As Wednesday's deadline approaches for BYU to decide whether or not it will declare its independence in football, the fate of the Cougars' men's basketball program also remains in limbo.
The Salt Lake Tribune is reporting that BYU is still doggedly determined to pursue football independence, which would likely mean the basketball program is headed for either the WAC or the WCC. The only way BYU basketball would remain a member of the Mountain West would be if the conference offered an 11th-hour sweetheart deal to take the Cougars' non-football sports.
Although football and TV revenue will undoubtedly be the two biggest factors in BYU's ultimate decision, this post will attack the issue from a totally different perspective. Here's a look at the best possible options for the Cougars for the longterm health of the basketball program:
1. Remaining in the Mountain West
BYU football has valid reasons to declare its independence, but its basketball team is far better off staying in the Mountain West than going elsewhere. Unless either the Pac-10 or Big 12 have a chance of heart and invite the Cougars, no other conference can offer them the combination of exposure and competitive and geographic viability that the Mountain West does.
The Mountain West put four teams in the NCAA tournament last season, a feat that it could easily duplicate again next season and in years to come. In addition to BYU, San Diego State, New Mexico and UNLV are all solid, well-coached programs and the imminent arrival of Nevada (and perhaps Utah State) will only strengthen the conference.
2. Forming a new conference
It doesn't appear as though there's enough momentum to make this happen, but there are enough dissatisfied non-BCS programs out there not to completely rule this option out.

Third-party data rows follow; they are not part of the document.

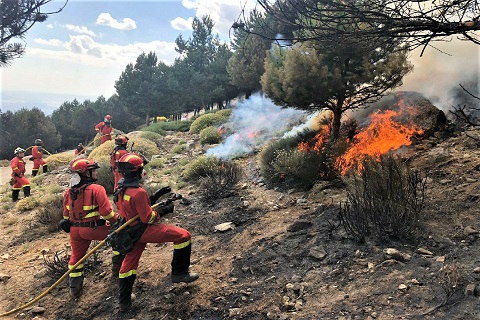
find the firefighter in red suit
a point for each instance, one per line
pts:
(119, 150)
(87, 216)
(131, 200)
(18, 174)
(37, 155)
(105, 129)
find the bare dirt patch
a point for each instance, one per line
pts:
(285, 258)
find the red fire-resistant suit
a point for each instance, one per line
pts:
(18, 173)
(37, 155)
(105, 130)
(135, 201)
(85, 214)
(118, 152)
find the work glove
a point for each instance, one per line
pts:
(64, 224)
(157, 194)
(117, 224)
(165, 209)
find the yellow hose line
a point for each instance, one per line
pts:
(69, 271)
(73, 268)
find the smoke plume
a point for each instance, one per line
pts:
(443, 66)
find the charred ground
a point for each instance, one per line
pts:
(284, 258)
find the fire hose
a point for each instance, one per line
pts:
(88, 254)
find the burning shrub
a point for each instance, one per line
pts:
(220, 182)
(210, 135)
(385, 199)
(284, 162)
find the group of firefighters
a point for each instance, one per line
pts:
(88, 214)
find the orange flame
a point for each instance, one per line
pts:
(381, 136)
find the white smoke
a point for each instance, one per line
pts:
(252, 123)
(313, 123)
(438, 73)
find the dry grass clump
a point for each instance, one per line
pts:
(136, 144)
(58, 160)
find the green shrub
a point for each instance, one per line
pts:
(156, 163)
(224, 114)
(201, 167)
(180, 126)
(220, 182)
(155, 128)
(282, 162)
(150, 135)
(206, 120)
(179, 148)
(210, 135)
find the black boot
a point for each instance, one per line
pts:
(76, 285)
(15, 194)
(26, 191)
(180, 265)
(126, 287)
(117, 260)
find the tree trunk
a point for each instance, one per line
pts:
(336, 123)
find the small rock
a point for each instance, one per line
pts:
(424, 252)
(470, 289)
(398, 255)
(225, 226)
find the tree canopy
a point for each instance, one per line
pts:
(308, 78)
(416, 23)
(17, 17)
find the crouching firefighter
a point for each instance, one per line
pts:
(18, 175)
(132, 200)
(87, 216)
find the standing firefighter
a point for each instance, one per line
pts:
(105, 129)
(18, 174)
(80, 149)
(131, 200)
(37, 155)
(86, 210)
(119, 150)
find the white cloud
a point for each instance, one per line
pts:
(80, 29)
(223, 12)
(105, 19)
(82, 48)
(50, 42)
(181, 23)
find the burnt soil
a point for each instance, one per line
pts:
(286, 257)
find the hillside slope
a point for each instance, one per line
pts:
(285, 257)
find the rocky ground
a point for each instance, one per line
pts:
(280, 255)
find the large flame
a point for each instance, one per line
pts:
(383, 135)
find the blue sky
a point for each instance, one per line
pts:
(81, 51)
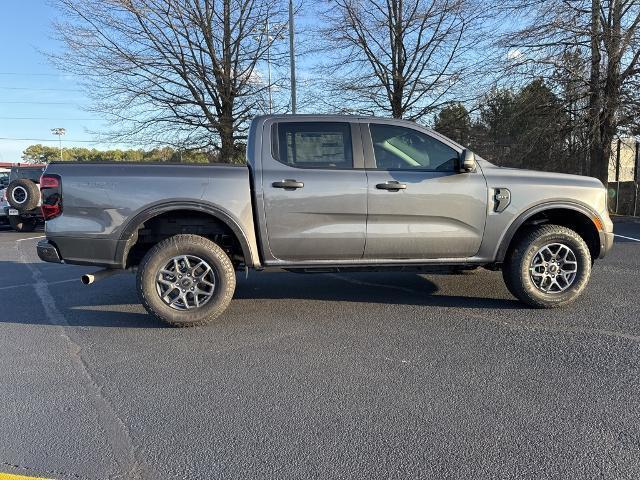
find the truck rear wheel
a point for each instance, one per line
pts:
(186, 280)
(20, 224)
(548, 267)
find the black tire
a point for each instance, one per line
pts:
(23, 194)
(193, 246)
(20, 224)
(516, 268)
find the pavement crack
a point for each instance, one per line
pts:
(118, 435)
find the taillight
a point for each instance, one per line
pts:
(49, 181)
(51, 193)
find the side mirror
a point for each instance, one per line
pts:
(467, 161)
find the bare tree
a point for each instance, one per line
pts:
(181, 72)
(606, 35)
(405, 58)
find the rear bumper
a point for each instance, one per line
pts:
(79, 251)
(48, 252)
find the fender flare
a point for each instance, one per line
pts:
(527, 214)
(128, 234)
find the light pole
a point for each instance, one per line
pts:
(59, 131)
(292, 58)
(266, 31)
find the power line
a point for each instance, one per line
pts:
(35, 74)
(31, 102)
(42, 89)
(65, 140)
(51, 118)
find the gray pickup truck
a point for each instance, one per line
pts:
(320, 194)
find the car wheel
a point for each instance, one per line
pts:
(186, 280)
(548, 267)
(23, 194)
(20, 224)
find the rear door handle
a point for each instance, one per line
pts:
(288, 184)
(392, 186)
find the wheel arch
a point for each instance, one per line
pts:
(576, 216)
(129, 234)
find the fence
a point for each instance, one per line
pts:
(624, 168)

The key would be forming a conference that's strong enough in football to negotiate a lucrative TV deal yet doesn't completely neglect geography, basketball or the other sports.
Any new conference for BYU would likely have to include TCU and Memphis, the former of which brings football credibility and the latter ensures a flagship basketball school. From there it would be a matter of finding which other Conference USA, Mountain West and WAC schools would be amenable to a change and would bring something of value to the table.
3. Joining the WCC
If BYU came to the WCC, at the very least it would be guaranteed a handful of games that would annually generate national exposure. BYU-Gonzaga? Yes, please. BYU-Saint Mary's? OK. Heck, even Loyola Marymount and Portland are both currently programs on the rise could be aided by the addition of the Cougars to the league.

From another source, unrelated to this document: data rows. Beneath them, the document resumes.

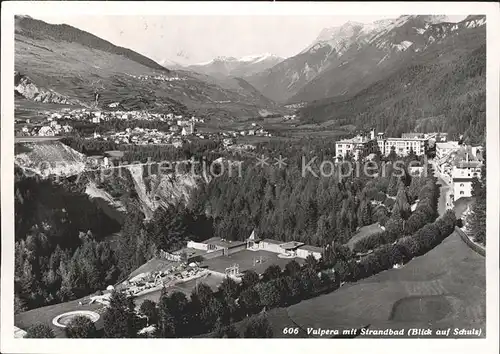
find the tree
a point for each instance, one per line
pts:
(249, 279)
(258, 327)
(272, 293)
(402, 206)
(148, 308)
(249, 301)
(39, 330)
(272, 272)
(229, 288)
(120, 320)
(292, 268)
(222, 331)
(81, 327)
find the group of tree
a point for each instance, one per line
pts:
(60, 250)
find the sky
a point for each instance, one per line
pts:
(196, 39)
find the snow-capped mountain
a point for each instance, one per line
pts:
(239, 67)
(346, 58)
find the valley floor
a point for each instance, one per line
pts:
(445, 288)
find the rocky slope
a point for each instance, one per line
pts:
(48, 158)
(344, 60)
(54, 158)
(25, 88)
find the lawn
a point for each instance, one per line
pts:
(212, 280)
(245, 260)
(364, 232)
(444, 288)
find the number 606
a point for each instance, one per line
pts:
(290, 330)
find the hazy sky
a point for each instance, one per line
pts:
(195, 39)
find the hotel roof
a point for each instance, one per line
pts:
(291, 245)
(223, 243)
(448, 145)
(312, 248)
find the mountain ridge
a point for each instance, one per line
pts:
(368, 45)
(69, 66)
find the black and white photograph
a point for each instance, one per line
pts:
(272, 175)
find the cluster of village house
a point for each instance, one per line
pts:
(456, 164)
(179, 127)
(57, 123)
(369, 143)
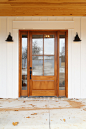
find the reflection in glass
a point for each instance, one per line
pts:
(48, 65)
(37, 65)
(49, 44)
(37, 44)
(62, 62)
(24, 62)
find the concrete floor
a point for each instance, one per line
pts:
(43, 113)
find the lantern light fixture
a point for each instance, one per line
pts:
(9, 38)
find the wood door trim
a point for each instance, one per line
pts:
(66, 64)
(28, 65)
(57, 64)
(57, 58)
(20, 61)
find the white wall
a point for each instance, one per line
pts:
(9, 52)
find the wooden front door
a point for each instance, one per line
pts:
(43, 64)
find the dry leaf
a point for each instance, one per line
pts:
(28, 117)
(15, 123)
(64, 120)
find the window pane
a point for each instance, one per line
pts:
(37, 65)
(49, 44)
(37, 44)
(24, 62)
(62, 62)
(48, 65)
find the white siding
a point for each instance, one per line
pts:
(9, 52)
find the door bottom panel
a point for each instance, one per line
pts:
(43, 93)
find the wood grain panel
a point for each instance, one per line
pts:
(24, 93)
(43, 93)
(42, 8)
(50, 85)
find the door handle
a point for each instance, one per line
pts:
(30, 72)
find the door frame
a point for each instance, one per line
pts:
(59, 92)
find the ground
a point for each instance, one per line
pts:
(43, 113)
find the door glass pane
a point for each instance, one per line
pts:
(37, 65)
(48, 65)
(24, 62)
(62, 62)
(49, 44)
(37, 44)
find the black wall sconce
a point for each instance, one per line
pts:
(9, 38)
(76, 38)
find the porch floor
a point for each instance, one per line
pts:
(43, 113)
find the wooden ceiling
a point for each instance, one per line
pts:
(42, 7)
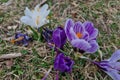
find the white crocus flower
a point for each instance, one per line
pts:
(37, 17)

Of course, the obvious drawback would be the RPI hit the Cougars would suffer from facing the WCC's bottom feeders twice a year. Furthermore, while the WCC's top three programs are strong, it's still a small step down overall from the Mountain West trio of UNLV, New Mexico and San Diego State.
4. Joining the WAC
The WAC already would have been a step down in competition and prestige from the Mountain West, but the unexpected departure of Nevada and Fresno State weakens the conference even further. Aside from Utah State, which could easily be persuaded to join BYU in the Mountain West, there's not another program in the league that would provide a regular RPI boost for the Cougars.
New Mexico State has been decent in spurts, but the Aggies have typically done it with transfers and non-qualifiers. Maybe Hawaii can climb back toward respectability again if it adds more foreign talent. Aside from that, the only way the WAC would have other teams that would be assets to BYU would be if it poaches schools like UTEP and Houston from Conference USA.